Most of the 'cosmetic' cuts I would do like words or symbols I wouldn't do as deep although the idea was heavy in my mind to make some stick. They're probably not as bad as I made them out to be but the one on my leg is a decent four inchs although the cut was longer probably 8 or so that's just where I really cut into the flesh and fat. I have some others around my ankles and on the other leg. At one point though I had pussy surface level cuts all over my thighs that I'm so happy didn't all stick as faint scars. I kind of like the one on my ribs because It reminds me of Christ.

I had my leg crushed by a truck 2 weeks ago, but I'm not crying or sad because I could of had my foot amputated or I could be unable to walk ever again.
It could be worse. Relax.

>Hopefully If I have kids I'll be able to come up with something to save them from the realization there father was at one time completely lost

I got ran over by a tractor and manure when I was pretty young, and am scared all to hell from it. Whenever someone asks I just tell the I was drunk and tried to fight with a badger.

Say it enough times and people will believe it, and it's a hell of a lot better than "got run over by a shit wagon when I was 5"

Hang yourself you man whore

Yeah my go to for my chest scar because no one except intimate partners or my children while they're young are likely to ever see my thigh scars is that I was mugged and they slashed at me with a knife. Works pretty well and has been an interesting conversation piece even if it is a sad lie.
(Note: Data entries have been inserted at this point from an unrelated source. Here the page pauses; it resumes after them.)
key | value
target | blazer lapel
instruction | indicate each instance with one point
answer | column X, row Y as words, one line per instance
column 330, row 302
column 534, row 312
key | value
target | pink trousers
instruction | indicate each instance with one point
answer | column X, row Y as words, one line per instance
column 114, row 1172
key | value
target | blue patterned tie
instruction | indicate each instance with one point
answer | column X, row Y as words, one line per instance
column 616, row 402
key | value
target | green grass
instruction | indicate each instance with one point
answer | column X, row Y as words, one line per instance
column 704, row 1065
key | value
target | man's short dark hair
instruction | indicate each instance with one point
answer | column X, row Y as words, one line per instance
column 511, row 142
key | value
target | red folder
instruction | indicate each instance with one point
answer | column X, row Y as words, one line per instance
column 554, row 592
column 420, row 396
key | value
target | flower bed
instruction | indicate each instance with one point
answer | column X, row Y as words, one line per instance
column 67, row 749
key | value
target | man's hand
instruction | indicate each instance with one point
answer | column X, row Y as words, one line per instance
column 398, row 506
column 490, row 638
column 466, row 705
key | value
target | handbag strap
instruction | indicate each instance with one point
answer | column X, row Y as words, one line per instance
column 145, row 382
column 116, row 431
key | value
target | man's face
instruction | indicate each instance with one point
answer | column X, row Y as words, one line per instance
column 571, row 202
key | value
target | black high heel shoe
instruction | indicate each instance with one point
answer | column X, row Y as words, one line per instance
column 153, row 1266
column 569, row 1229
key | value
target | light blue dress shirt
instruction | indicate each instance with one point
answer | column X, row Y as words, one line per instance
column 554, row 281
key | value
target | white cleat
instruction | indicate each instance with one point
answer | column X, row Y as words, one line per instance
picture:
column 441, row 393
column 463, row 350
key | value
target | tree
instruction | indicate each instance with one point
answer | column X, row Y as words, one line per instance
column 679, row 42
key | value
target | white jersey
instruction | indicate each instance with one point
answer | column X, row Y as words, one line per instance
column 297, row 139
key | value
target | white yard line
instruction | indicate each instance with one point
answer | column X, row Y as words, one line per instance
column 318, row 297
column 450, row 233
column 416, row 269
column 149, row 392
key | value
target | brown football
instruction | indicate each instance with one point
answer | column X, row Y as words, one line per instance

Try to cut your own head off. And I mean really go for it with some gusto. Don't just quit after a few cuts because "waaaah it hurts and I'm a giant pussy", dig in there and dig in deep.
You probably won't actually cut it all the way off, but you'll probably get a good start on it before you pass out.

Get yourself too invested in a realtionship with someone way out of your league that starts out great, but here's the kicker: have her get bored of you after a few months and dump you prefferably before Christmas or something. Always works for me anyway

Now that's just attention seeking. What in the fuck gives you the right to lie back and not contribute to society while moaning about your own inconsequential little problems? Grow up and get a job. Fix yourself, fag.